Hey, all. I'm wondering if I can get some extra eyes/brains on a
particular usage of our Python bindings.
The attached tarball contains a directory in which lives two files:
- run-test.sh - a shell script to drive the reproduction recipe
- pysvnget - a Python program that uses the bindings and a
generator-based wrapper of the FS's file content access APIs
If you explode the tarball, cd into the resulting directory, and run the
shell script, it should create a test repository and working copy within
that sandbox and start a loop. The loop will...
1. add text (a datestamp) to a single file in the working copy,
2. ensure the file is under version control,
3. commit the file, then
4. try to dump the content of the file from the repository using the
Python program.
The problem that I see when I do this is that after a few iterations of the
loop, the Python program starts to SEGFAULT.

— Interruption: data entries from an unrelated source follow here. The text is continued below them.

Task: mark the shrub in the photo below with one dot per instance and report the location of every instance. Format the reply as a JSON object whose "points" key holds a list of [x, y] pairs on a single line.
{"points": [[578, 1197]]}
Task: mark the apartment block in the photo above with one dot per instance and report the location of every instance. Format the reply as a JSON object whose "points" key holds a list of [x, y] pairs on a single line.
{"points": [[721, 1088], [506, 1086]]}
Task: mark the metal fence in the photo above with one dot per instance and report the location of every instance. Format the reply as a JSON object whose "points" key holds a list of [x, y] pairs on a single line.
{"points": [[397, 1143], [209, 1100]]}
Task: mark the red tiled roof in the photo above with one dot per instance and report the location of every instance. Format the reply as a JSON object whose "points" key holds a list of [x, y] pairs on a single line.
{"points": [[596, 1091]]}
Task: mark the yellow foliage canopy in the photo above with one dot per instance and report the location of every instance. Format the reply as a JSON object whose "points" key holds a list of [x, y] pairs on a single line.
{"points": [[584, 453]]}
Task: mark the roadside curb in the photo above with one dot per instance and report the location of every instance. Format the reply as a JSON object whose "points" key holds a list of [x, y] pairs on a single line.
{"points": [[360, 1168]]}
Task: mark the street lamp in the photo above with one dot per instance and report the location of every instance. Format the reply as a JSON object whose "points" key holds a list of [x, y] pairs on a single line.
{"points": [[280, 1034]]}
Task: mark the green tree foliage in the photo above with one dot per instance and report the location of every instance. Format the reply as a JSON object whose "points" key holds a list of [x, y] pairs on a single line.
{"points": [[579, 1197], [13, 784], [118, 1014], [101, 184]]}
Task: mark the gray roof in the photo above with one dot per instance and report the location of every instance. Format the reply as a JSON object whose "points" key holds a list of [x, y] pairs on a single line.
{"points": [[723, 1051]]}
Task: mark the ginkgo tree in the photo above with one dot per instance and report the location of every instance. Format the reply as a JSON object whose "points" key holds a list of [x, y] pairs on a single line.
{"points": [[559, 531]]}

I suspect there's some misinteraction with the APR pool subsystem at work
here -- my Python program is (intentionally) taking advantage of the
bindings' pool self-management logic. If I had to guess, I'd say that the
delayed access to the FS via the generator is causing reads from memory
that once lived in pools that have since been destroyed. Unfortunately, I
don't think I ever really understood how that magic worked in the first
place.
While this is a simple scenario where "don't do that" might seem an easy
enough response, what is represented by the Python program is
much-distilled logic that is live in production in some of The Company
Formerly Known As CollabNet's products. The generator approach exists to
keep server-side memory use constant while allowing http-based reads of
arbitrarily large versioned files. Moreover, the size and nature of the
codebase is such that I'd really prefer NOT to start manually doing pool
management (though as a last resort, it's not out of the cards).
Anything stand out as obviously wrong with my code?
-- Mike
Received on 2020-09-29 15:26:48 CEST